We've been updating our models one datapoint at a time sofar. Although this way of training allows us to explain very clearly what is happening it's a better idea to learn on batches of data instead.
So let's demonstrate a practical way to go about that. Let's first create a .csv
file on disk.
import pandas as pd
from sklearn.datasets import make_regression
X, y, w = make_regression(n_features=2, n_samples=4000,
random_state=42, coef=True, noise=1.0)
y = y + 1.5
X_train, X_test, y_train, y_test = train_test_split(X, y,
test_size=0.5,
random_state=42)
df_save = pd.DataFrame(X).assign(y=y)
df_save.columns = ["x1", "x2", "y"]
df_save.to_csv("batch_example.csv", index=False)
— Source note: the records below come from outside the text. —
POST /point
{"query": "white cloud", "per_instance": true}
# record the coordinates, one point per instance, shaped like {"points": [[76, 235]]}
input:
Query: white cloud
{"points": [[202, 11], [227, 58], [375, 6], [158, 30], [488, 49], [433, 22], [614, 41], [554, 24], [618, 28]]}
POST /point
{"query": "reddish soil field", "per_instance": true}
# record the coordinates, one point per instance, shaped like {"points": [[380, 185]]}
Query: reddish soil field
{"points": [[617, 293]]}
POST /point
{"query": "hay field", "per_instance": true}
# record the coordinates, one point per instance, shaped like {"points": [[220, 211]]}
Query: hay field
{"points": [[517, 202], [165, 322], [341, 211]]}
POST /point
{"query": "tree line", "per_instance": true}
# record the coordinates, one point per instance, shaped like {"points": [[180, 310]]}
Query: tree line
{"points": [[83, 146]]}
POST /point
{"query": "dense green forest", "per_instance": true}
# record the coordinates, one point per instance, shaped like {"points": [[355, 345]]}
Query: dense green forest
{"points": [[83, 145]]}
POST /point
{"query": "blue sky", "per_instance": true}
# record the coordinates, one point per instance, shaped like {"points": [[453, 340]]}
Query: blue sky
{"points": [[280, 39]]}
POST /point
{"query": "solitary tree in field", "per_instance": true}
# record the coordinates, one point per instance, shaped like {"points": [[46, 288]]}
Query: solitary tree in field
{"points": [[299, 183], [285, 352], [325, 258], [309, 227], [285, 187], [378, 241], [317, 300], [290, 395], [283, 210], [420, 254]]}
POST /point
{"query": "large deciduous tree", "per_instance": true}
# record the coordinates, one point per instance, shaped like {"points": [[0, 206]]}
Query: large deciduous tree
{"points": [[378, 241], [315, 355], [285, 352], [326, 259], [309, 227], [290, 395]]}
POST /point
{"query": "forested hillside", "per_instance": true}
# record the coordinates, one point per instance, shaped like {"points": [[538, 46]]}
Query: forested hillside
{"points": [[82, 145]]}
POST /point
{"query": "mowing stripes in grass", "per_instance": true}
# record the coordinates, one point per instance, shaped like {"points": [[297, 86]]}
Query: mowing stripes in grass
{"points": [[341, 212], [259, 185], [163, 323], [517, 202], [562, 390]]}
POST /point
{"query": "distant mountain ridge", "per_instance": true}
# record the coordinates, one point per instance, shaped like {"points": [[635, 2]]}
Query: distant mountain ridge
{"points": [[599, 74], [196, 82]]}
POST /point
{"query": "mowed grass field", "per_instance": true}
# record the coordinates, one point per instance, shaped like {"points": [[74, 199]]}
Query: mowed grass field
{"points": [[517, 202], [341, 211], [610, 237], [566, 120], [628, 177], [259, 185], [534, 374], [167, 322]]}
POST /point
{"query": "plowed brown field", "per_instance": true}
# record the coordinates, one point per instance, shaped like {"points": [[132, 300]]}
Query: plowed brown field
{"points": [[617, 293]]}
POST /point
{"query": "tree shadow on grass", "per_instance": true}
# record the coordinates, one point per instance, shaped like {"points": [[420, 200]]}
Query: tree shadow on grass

Let's now read this file in chunks. Pandas has a like-able functionality for this!
chunked = pd.read_csv("batch_example.csv", chunksize=1000)
for chunk in chunked:
print(chunk)
The chunked
object is like a python generator and each chunk
in our loop represents a pandas dataframe. Each chunk can be used
as a batch of data for our regressor.
mod = SGDRegressor()
chunked = pd.read_csv("batch_example.csv", chunksize=1000)
for chunk in chunked:
x_to_train = chunk[['x1', 'x2']].values
y_to_train = chunk['y'].values
mod.partial_fit(x_to_train, y_to_train)
This will train our model.
Protip
Try to vary the chunksize when you're trying to use this on your own dataset. It can really impact the speed at which your system will train.